Métis actor and writer

Sheldon Elter is a Métis actor and writer based in Edmonton, Canada. He is particularly known for his one-man show Métis Mutt and his acting and writing for the comedy show Caution: May Contain Nuts.

== Early life ==

Elter was born into a Métis family in Grimshaw in Alberta's Peace River Country, where he grew up under an abusive, alcoholic father. Before his acting career gained momentum, he worked in Alberta's oil sands.

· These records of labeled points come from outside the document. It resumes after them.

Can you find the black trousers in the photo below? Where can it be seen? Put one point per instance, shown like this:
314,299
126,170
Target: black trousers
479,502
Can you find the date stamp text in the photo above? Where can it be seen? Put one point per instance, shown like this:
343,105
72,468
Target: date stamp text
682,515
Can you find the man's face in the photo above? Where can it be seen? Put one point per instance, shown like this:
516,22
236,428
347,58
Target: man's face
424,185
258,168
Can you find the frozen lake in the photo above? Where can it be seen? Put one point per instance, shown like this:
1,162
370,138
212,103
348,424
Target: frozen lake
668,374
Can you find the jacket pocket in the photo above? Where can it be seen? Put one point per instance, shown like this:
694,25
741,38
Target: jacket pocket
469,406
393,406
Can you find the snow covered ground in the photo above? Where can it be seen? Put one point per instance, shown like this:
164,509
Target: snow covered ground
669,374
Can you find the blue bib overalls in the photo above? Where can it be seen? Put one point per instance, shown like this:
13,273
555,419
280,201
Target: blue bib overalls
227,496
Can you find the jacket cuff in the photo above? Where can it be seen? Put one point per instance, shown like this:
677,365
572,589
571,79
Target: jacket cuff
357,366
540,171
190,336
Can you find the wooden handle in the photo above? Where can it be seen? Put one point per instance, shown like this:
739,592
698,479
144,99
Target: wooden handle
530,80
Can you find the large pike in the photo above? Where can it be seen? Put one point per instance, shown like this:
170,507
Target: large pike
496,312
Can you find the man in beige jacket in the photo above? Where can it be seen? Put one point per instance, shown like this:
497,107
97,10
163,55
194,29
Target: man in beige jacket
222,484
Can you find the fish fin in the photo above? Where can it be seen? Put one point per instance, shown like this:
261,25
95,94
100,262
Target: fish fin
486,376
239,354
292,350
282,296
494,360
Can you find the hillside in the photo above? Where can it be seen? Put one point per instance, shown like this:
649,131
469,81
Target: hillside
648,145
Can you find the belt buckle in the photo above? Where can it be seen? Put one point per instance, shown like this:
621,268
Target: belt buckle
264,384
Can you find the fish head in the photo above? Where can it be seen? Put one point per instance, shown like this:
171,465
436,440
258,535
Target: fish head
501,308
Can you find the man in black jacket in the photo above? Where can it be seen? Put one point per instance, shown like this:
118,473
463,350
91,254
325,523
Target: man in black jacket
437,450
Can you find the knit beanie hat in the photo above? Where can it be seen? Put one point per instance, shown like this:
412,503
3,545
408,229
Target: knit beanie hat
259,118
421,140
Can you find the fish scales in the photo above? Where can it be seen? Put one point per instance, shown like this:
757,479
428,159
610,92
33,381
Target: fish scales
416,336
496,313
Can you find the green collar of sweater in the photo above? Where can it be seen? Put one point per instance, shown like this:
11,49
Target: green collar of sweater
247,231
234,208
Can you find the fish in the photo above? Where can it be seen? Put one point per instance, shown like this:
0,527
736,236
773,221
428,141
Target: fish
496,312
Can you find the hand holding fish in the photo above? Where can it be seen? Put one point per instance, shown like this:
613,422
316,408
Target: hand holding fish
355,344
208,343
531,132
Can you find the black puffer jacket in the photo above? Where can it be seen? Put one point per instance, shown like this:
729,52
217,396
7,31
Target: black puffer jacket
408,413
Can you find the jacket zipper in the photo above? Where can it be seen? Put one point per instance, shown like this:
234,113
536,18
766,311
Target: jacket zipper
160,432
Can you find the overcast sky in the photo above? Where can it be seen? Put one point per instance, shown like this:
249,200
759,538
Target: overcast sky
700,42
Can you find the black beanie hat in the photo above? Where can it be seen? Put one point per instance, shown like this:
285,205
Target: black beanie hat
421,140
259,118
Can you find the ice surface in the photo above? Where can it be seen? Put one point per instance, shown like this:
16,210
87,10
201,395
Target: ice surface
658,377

Elter appeared on the fourth season of Canadian Idol, where he made it into the top 14 but was eliminated before the finals. He was also a member of the ukulele cover band The Be Arthurs, who were regularly featured on The Irrelevant Show and won a Sterling Award for their musical direction on the Citadel Theatre's production of One Man, Two Guvnors.

== Métis Mutt ==

Elter's most famous theatrical work is the one-man show Métis Mutt. Elter wrote the first version in 2001 for a class taught by Kenneth Brown at MacEwan University. He then adapted the play for the Nextfest theatre festival, then expanded it into a sold-out show at the Edmonton International Fringe Festival. He describes the early versions as "edgy" and full of "a lot of racial stereotypes" about Indigenous people. After many years of intermittent rewriting, a new version was performed in Toronto, where it was nominated for a Dora Mavor Moore Award, then returned to the Roxy Theatre in Edmonton, where it received two Sterling Awards.

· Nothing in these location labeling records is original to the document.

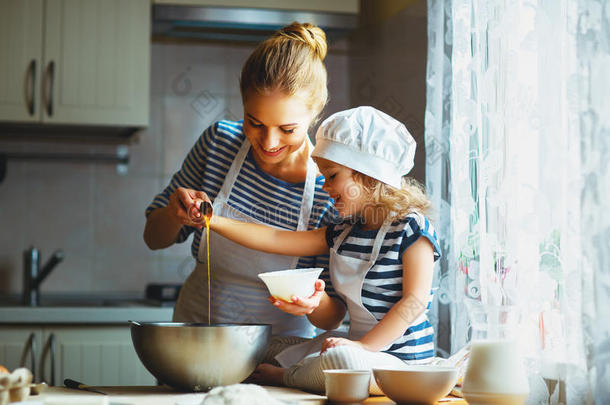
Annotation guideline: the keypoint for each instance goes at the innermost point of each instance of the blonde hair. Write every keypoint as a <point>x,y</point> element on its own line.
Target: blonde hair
<point>291,61</point>
<point>399,202</point>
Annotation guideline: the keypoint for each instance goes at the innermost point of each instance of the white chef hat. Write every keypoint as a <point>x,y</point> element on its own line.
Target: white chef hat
<point>369,141</point>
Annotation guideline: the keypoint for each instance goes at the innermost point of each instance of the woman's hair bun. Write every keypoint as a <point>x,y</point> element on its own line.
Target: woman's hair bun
<point>310,34</point>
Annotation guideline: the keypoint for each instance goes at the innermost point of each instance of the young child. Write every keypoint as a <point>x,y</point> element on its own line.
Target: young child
<point>381,254</point>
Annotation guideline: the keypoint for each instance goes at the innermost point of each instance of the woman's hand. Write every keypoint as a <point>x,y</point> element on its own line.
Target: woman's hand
<point>184,199</point>
<point>334,342</point>
<point>301,306</point>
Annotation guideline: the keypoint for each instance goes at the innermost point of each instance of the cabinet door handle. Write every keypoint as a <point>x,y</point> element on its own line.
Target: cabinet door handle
<point>31,87</point>
<point>30,346</point>
<point>50,84</point>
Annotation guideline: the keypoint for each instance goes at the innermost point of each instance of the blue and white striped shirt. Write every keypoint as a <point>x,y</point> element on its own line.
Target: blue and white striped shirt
<point>255,192</point>
<point>382,286</point>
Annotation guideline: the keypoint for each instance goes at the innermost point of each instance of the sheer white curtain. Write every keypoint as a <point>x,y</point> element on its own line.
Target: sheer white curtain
<point>518,156</point>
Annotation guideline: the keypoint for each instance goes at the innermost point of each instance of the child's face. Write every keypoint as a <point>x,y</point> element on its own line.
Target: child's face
<point>340,184</point>
<point>275,124</point>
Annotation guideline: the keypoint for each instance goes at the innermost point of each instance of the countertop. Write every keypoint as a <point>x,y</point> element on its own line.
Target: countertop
<point>162,395</point>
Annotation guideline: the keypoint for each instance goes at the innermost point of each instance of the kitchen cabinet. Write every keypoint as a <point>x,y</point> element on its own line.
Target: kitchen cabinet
<point>83,62</point>
<point>335,6</point>
<point>95,355</point>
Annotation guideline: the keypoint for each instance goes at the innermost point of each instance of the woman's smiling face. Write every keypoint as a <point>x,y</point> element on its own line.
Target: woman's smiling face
<point>275,124</point>
<point>342,187</point>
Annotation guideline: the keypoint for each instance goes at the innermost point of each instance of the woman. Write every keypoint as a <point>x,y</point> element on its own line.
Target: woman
<point>258,170</point>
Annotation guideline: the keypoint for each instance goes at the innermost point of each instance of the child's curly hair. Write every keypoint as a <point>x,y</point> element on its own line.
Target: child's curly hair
<point>399,202</point>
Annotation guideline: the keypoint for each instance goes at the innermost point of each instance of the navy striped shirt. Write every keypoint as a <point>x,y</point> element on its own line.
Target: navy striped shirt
<point>256,193</point>
<point>382,286</point>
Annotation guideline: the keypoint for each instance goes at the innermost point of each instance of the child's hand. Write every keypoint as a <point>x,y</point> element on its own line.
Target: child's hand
<point>301,306</point>
<point>334,342</point>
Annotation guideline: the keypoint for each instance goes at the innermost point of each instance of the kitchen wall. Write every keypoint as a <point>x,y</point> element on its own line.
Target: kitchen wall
<point>96,215</point>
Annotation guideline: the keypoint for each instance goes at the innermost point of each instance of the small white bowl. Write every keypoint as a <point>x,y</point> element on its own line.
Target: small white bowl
<point>285,284</point>
<point>422,384</point>
<point>347,386</point>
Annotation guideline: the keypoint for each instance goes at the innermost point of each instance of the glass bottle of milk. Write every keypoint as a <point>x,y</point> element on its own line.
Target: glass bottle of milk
<point>495,372</point>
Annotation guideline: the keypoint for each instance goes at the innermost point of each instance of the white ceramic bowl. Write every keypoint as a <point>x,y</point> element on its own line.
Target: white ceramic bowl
<point>417,383</point>
<point>285,284</point>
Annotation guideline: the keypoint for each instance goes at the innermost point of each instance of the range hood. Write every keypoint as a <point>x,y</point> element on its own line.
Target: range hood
<point>240,24</point>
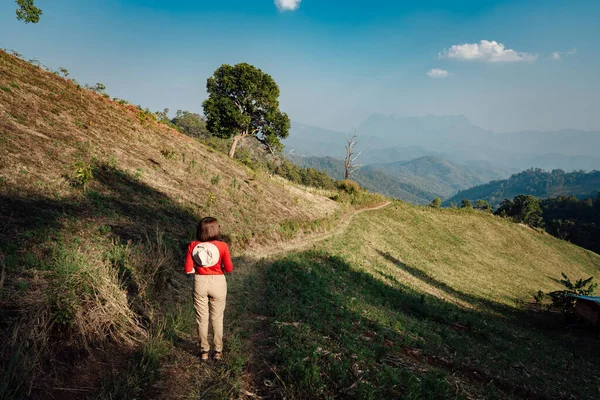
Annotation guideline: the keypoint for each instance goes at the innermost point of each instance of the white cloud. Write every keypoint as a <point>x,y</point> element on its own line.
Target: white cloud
<point>557,55</point>
<point>486,51</point>
<point>437,73</point>
<point>287,5</point>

The show traces Elter's own career, starting from his early days as a struggling stand-up comedian. It draws on challenges Elter faced during his life—including the abuse he faced as a child, the racism he experienced throughout his life, and his struggles with drug and alcohol abuse—as well as the spiritual and creative growth that allowed him to overcome those challenges. The show incorporates original songs and elements of Elter's stand-up comedy routines.

Josée Thibeault translated the play into French for Edmonton's Unithéâtre.

== Acting ==

Elter wrote for and acted in the main cast of the APTN sketch comedy show Caution: May Contain Nuts, which received many nominations at the Canadian Screen Awards. Elter's character Delmer originated onstage at during a showing of Die-Nasty with Nathan Fillion at the Edmonton Fringe, and was later given a partner, Marta, played by Howie Miller. Their characters' relationship was later spun off into the sitcom Delmer and Marta, also aired by APTN.

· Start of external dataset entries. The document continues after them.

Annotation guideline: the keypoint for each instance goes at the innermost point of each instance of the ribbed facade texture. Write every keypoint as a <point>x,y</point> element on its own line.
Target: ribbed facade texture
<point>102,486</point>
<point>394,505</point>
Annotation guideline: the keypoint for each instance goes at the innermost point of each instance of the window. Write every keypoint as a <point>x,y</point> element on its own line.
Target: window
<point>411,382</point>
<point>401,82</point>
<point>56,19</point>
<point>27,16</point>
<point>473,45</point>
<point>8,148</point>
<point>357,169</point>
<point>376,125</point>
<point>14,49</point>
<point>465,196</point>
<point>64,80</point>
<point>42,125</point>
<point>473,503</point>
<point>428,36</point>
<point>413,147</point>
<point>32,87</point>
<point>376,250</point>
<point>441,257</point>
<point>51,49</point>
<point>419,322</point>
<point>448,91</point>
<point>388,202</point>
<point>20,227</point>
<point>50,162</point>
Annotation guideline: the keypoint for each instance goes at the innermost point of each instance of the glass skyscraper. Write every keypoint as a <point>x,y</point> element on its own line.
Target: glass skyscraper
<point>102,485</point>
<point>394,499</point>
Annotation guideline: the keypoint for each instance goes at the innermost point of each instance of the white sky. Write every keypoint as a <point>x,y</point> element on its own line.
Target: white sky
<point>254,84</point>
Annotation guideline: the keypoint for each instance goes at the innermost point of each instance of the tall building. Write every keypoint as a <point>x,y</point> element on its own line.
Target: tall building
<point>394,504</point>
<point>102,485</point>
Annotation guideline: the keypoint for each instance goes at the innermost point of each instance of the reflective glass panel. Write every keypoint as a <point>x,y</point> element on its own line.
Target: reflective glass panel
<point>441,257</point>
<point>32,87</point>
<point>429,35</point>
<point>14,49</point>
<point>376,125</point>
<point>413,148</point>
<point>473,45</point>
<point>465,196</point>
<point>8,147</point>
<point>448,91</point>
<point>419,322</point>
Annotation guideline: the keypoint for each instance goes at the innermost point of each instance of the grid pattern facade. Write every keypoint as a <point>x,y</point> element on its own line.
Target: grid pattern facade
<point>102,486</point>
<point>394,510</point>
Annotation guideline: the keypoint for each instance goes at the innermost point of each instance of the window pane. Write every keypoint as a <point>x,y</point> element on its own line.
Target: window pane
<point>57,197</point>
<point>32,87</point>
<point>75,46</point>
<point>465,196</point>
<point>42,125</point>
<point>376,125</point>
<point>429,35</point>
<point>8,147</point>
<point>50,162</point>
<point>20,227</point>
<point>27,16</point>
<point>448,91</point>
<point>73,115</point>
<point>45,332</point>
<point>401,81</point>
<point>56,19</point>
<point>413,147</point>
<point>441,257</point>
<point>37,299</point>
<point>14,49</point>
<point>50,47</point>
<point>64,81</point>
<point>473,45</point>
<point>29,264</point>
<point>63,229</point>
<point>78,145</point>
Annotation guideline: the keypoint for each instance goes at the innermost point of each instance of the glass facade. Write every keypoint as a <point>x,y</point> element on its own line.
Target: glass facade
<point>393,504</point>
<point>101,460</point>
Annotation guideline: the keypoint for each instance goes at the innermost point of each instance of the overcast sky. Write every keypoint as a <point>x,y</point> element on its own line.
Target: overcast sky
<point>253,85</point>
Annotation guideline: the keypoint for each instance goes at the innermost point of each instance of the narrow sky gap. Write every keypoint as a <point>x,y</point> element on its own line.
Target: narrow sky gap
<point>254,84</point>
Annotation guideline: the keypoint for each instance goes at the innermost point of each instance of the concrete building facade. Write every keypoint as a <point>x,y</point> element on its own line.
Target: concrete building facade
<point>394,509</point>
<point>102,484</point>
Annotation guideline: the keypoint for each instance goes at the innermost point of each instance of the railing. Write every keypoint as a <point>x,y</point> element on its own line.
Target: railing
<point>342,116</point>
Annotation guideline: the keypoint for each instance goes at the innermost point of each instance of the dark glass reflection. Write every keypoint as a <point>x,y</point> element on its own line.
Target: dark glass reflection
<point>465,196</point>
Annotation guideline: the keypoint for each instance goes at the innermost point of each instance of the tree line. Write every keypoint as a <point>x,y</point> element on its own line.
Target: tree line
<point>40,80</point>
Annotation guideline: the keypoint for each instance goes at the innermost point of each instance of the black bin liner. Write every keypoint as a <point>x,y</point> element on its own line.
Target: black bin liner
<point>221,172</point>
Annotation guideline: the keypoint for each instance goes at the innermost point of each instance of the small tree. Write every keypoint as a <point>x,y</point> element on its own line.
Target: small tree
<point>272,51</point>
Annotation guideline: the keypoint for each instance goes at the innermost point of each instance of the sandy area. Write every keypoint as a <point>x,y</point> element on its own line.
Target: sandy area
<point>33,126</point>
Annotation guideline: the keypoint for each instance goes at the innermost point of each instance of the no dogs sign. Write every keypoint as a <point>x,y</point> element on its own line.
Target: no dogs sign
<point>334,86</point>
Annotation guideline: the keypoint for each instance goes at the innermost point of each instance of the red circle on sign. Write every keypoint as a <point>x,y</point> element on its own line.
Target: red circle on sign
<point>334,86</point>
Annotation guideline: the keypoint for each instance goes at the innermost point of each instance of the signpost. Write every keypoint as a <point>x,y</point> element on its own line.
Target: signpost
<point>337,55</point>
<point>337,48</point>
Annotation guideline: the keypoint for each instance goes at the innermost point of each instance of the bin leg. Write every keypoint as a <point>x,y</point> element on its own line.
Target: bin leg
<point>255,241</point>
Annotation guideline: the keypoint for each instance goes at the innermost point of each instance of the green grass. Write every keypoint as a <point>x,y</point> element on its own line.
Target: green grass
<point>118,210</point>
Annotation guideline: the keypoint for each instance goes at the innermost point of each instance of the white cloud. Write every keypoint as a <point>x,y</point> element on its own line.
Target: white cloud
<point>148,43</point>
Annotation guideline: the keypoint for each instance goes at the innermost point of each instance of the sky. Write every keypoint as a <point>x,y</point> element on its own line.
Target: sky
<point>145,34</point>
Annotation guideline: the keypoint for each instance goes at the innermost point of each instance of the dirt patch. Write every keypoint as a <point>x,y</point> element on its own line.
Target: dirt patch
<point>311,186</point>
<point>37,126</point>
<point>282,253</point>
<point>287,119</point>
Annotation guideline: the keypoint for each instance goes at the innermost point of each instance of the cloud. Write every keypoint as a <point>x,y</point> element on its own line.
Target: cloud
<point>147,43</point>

Elter has earned a number of distinctions for other acting projects. He originated the starring role of the Métis oil worker Floyd in Matthew MacKenzie's dark comedy Bears, which won the 2018 Carol Bolt Award. He was also part of the original cast for Jonathan Christenson's acclaimed musical Nevermore: The Imaginary Life and Mysterious Death of Edgar Allan Poe.